Pada era dunia maya saat tidak ada lagi kendala sekat jarak dan waktu, teknologi digital menjadi pisau bermata dua. Di satu sisi, efek digitalisasi meningkatkan kontrol perilaku sosial dan tata kelola, di sisi lain sangat mudah meningkatkan manipulasi dan pembohongan publik.
Terkait isu penyalahgunaan sumbangan sosial dan keagamaan akhir-akhir ini, saatnya pemerintah mengantisipasi guna melindugi masyarakat, sekaligus memastikan dana yang dikumpulkan di ruang publik tak menjadi arena penyimpangan dan distorsi. Meskipun dilandasi prinsip sukarela dan kepercayaan kedua pihak, penyalahgunaan sumbangan sosial keagamaan di ruang publik berpotensi untuk merusak nilai kejujuran, kebersamaan, dan keterbukaan.
Selain itu, indikasi tingginya motivasi dan antusiasme masyarakat terhadap sumbangan sosial keagamaan tecermin saat pandemi Covid-19. Berbagai hasil riset menunjukkan lonjakan aktivitas berdonasi di berbagai daerah selama masa pandemi. Jangankan di Indonesia, di AS dan negara-negara, seperti Jerman, Puerto Rico, Jepang peran keuangan sosial sangat besar. Pemerintah di berbagai negara menyediakan kebijakan insentif atas pengeluaran sumbangan sosial oleh lembaga filantropi sesuai regulasi.
Demikian pula Australia, Kanada, Inggris, dan negara persemakmuran, India dan Singapura, menyediakan seperangkat hak fiskal khusus bagi organisasi nonprofit yang secara hukum berkegiatan di sektor sosial atau amal, serta turut dalam peningkatan kesejahteraan sosial. Contoh lainnya, pada masa pemerintahan Rasulullah Muhammad SAW dan khulafaur rasyidin. Pengelolaan, pengumpulan, dan penyaluran zakat dilakukan baitul maal, yang merupakan institusi negara. Artinya, tata kelolanya mengikuti standardisasi baku regulasi negara.

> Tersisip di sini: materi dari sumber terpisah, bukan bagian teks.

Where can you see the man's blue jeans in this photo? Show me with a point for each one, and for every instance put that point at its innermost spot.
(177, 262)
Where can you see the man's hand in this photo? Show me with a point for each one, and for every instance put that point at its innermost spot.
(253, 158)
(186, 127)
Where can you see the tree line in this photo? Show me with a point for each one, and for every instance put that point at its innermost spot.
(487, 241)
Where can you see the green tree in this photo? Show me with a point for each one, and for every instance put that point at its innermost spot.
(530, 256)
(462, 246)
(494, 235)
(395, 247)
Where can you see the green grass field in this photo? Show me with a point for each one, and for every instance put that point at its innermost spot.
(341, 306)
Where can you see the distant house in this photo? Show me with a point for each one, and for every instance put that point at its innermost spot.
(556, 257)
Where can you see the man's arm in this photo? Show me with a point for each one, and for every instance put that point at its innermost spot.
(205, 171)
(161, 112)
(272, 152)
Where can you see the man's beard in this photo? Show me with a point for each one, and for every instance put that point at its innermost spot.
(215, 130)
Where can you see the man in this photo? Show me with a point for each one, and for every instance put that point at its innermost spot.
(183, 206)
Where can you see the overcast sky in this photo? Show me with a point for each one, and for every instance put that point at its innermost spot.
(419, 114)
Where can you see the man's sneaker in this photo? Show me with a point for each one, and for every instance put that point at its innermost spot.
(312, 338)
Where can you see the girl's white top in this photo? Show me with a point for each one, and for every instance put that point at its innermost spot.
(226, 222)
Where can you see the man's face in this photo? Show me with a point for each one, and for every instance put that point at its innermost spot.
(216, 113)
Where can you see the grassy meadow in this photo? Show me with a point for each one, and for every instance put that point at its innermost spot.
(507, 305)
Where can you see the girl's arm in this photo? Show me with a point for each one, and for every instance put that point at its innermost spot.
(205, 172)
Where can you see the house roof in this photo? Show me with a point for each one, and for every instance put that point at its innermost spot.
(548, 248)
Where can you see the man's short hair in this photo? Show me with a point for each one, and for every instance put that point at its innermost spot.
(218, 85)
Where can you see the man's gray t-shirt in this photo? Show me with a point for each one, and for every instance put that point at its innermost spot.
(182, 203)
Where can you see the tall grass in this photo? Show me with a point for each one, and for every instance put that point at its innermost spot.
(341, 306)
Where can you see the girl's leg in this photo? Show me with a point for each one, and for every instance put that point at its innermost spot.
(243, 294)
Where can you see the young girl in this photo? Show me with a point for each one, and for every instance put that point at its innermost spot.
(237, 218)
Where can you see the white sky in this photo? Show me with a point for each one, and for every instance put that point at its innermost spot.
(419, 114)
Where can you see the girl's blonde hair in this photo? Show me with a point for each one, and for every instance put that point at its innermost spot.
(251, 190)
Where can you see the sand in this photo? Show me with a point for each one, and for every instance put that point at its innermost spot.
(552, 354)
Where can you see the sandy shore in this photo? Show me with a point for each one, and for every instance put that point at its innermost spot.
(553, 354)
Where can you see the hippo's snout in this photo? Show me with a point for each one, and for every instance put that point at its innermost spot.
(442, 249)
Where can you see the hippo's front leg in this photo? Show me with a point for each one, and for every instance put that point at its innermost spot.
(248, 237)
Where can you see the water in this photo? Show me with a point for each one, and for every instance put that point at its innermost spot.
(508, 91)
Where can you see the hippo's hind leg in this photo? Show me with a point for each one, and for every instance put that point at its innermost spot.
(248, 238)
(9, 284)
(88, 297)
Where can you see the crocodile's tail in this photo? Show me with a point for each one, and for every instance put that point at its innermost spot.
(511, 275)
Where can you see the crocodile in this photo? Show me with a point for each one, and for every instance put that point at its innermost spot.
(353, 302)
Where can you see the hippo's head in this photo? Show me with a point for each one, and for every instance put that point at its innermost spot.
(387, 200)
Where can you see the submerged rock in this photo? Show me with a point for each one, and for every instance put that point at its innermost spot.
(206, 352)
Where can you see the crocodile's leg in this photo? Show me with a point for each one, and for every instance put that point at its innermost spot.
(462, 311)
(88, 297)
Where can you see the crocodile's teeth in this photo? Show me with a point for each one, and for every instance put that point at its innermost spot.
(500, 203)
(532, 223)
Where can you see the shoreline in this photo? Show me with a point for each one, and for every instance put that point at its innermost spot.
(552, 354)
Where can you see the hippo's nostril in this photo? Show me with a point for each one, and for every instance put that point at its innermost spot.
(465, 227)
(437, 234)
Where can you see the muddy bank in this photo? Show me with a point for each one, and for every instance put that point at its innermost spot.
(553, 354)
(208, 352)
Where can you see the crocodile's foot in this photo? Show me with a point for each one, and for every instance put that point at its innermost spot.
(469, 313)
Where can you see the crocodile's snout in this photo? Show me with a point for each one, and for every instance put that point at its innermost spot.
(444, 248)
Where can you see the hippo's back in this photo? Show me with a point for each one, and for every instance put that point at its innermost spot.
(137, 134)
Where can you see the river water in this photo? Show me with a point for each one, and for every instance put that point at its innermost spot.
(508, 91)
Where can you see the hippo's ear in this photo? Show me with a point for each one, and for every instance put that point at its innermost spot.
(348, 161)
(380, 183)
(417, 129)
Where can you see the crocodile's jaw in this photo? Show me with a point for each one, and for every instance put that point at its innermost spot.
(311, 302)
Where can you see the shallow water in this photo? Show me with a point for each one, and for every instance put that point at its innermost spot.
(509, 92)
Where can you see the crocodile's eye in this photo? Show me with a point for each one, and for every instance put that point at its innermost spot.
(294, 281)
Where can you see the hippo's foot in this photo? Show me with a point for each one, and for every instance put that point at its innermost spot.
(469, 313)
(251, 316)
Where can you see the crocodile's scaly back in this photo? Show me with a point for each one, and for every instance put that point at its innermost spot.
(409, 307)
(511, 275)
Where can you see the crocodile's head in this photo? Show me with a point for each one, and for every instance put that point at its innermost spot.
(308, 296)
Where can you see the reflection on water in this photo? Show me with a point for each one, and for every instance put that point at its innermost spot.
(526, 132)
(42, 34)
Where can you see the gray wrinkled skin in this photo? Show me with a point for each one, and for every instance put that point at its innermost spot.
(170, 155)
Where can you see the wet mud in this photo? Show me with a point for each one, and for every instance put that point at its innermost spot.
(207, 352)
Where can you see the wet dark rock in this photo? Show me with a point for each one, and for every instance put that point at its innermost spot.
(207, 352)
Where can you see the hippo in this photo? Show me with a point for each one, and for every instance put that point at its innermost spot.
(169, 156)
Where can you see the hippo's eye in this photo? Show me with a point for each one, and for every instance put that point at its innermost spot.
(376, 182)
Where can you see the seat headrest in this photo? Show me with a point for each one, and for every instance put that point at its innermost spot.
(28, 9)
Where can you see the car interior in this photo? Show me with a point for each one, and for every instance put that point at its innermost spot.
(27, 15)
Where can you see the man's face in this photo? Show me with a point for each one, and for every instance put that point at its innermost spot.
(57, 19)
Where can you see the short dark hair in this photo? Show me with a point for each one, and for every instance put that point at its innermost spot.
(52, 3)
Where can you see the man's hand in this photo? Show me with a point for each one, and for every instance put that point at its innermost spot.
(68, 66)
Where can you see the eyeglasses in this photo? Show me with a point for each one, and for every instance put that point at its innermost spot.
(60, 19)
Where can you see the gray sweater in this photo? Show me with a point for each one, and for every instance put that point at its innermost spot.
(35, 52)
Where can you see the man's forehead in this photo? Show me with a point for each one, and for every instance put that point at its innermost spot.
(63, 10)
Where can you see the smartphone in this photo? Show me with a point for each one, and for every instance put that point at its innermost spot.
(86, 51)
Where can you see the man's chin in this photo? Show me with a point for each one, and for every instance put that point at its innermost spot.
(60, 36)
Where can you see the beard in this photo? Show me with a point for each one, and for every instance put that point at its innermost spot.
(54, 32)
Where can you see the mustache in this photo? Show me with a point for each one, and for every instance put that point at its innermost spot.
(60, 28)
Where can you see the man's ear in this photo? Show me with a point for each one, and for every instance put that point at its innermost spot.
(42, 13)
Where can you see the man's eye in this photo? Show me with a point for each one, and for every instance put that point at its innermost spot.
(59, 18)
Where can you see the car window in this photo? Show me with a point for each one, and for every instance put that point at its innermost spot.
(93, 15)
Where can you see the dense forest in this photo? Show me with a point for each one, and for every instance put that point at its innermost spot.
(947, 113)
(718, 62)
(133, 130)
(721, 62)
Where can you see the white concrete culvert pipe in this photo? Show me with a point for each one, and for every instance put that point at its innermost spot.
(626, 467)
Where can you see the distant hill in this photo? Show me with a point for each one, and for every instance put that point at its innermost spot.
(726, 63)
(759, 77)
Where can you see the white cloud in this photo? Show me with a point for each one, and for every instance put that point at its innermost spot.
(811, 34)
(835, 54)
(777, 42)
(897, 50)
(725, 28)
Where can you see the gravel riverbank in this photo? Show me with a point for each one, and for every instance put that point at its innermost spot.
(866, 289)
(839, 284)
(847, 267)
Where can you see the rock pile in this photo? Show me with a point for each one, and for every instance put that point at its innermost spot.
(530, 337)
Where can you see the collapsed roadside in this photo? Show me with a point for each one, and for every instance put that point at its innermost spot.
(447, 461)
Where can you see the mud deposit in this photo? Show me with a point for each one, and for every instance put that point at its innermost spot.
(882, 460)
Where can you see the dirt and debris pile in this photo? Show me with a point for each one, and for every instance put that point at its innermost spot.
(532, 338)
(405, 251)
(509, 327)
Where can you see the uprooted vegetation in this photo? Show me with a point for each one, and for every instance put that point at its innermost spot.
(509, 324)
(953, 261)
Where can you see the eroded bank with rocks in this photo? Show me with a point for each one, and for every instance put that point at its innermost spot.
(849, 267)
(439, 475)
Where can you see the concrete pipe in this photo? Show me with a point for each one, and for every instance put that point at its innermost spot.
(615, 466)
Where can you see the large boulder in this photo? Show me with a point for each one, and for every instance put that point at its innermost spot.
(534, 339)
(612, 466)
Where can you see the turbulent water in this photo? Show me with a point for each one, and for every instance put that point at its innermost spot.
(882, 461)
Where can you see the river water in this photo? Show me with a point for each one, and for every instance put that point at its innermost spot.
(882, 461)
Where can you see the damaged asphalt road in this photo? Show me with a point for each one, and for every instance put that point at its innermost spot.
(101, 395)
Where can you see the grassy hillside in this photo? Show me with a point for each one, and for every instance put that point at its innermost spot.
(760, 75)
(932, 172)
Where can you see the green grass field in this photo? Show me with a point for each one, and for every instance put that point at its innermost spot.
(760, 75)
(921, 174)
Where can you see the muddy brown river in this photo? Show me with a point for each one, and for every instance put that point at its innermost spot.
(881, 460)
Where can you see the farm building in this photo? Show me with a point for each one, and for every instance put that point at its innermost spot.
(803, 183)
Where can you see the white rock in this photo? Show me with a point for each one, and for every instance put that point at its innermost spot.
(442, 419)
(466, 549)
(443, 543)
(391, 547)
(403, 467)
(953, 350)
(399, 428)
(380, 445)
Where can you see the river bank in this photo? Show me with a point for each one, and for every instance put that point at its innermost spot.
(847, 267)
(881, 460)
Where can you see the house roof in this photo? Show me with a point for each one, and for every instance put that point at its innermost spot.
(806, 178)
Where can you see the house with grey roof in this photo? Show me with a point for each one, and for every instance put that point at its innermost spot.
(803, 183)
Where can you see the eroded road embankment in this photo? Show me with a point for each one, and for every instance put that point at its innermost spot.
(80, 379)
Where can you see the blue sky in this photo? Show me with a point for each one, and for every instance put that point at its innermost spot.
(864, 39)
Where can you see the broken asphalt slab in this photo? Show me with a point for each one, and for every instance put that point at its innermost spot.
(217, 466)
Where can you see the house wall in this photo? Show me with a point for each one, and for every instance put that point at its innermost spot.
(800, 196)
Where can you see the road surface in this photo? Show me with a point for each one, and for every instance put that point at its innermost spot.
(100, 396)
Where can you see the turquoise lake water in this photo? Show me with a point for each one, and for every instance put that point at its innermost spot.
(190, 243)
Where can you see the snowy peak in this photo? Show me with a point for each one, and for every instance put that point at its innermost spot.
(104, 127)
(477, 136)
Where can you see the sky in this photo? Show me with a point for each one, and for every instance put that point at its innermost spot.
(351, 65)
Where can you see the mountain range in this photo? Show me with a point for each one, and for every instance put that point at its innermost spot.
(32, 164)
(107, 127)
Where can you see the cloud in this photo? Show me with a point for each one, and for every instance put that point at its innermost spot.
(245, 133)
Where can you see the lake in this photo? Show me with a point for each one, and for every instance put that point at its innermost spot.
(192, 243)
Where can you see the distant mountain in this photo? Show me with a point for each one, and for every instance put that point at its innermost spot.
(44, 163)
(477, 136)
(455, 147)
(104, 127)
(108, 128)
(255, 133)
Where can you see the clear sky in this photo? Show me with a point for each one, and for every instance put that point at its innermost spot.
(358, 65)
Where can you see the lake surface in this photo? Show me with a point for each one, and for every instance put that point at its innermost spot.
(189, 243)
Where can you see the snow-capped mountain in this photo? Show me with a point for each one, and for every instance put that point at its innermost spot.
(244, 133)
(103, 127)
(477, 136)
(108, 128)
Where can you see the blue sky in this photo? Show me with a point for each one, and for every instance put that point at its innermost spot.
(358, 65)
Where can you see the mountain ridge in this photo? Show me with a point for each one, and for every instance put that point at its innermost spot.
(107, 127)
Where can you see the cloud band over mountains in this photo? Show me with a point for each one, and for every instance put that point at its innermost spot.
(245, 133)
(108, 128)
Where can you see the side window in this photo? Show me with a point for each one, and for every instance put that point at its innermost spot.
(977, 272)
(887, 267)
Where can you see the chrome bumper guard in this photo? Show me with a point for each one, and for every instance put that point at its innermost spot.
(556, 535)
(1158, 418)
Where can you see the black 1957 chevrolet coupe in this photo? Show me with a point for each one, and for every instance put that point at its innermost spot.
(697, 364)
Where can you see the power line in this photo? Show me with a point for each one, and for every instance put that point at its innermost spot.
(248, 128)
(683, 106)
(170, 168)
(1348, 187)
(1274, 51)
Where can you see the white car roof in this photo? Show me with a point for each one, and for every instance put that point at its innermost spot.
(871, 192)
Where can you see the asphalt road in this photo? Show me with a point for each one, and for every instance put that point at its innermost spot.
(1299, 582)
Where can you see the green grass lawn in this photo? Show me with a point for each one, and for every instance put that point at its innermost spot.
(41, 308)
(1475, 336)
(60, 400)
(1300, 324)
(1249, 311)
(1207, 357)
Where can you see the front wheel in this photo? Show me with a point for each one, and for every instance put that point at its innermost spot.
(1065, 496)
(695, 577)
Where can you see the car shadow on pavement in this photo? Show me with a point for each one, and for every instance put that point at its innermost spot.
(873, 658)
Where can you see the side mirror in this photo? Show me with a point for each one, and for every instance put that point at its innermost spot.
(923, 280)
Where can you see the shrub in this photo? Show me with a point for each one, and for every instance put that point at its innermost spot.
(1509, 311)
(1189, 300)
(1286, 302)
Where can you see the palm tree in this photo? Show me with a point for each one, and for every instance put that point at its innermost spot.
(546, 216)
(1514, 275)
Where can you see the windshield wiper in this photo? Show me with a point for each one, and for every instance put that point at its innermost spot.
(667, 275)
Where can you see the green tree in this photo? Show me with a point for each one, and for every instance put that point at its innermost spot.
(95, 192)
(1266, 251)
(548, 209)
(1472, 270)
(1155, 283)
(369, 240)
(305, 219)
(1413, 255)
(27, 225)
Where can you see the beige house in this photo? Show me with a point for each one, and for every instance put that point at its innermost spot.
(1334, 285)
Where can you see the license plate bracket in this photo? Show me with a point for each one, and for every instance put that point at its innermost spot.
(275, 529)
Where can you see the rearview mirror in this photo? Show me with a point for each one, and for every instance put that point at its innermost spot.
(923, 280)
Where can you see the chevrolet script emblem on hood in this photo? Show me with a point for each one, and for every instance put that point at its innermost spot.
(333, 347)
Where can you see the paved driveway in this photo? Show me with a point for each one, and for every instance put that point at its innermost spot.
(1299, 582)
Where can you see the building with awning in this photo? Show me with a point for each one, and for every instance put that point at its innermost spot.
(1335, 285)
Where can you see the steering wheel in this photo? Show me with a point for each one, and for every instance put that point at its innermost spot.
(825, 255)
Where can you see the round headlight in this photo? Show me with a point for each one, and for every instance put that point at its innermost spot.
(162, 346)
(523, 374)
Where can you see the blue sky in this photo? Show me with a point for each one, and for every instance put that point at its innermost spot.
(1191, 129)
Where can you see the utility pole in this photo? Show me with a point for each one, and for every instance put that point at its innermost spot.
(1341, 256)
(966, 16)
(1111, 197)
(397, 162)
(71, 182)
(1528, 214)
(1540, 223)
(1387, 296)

Apalagi, pada era global sekarang ini, urgensi tata kelola khususnya di ruang publik menjadi kebutuhan yang tak dapat ditawar. Ini tidak hanya pada bidang komersial, tetapi juga filantropi. Agar tidak menjadi isu negatif bagi stakeholder filantropi, regulasi tata kelola tersebut harus benar-benar bertujuan untuk menegakkan transparansi, akuntabilitas, responsibilitas, independensi, kewajaran, dan melindungi kepentingan masyarakat.
Hal tersebut demi memastikan tidak ada penyalahgunaan keuangan publik yang bisa merugikan modal sosial masyarakat, dan menjamin tidak terjadinya ambiguitas di antara tujuan dan realisasi.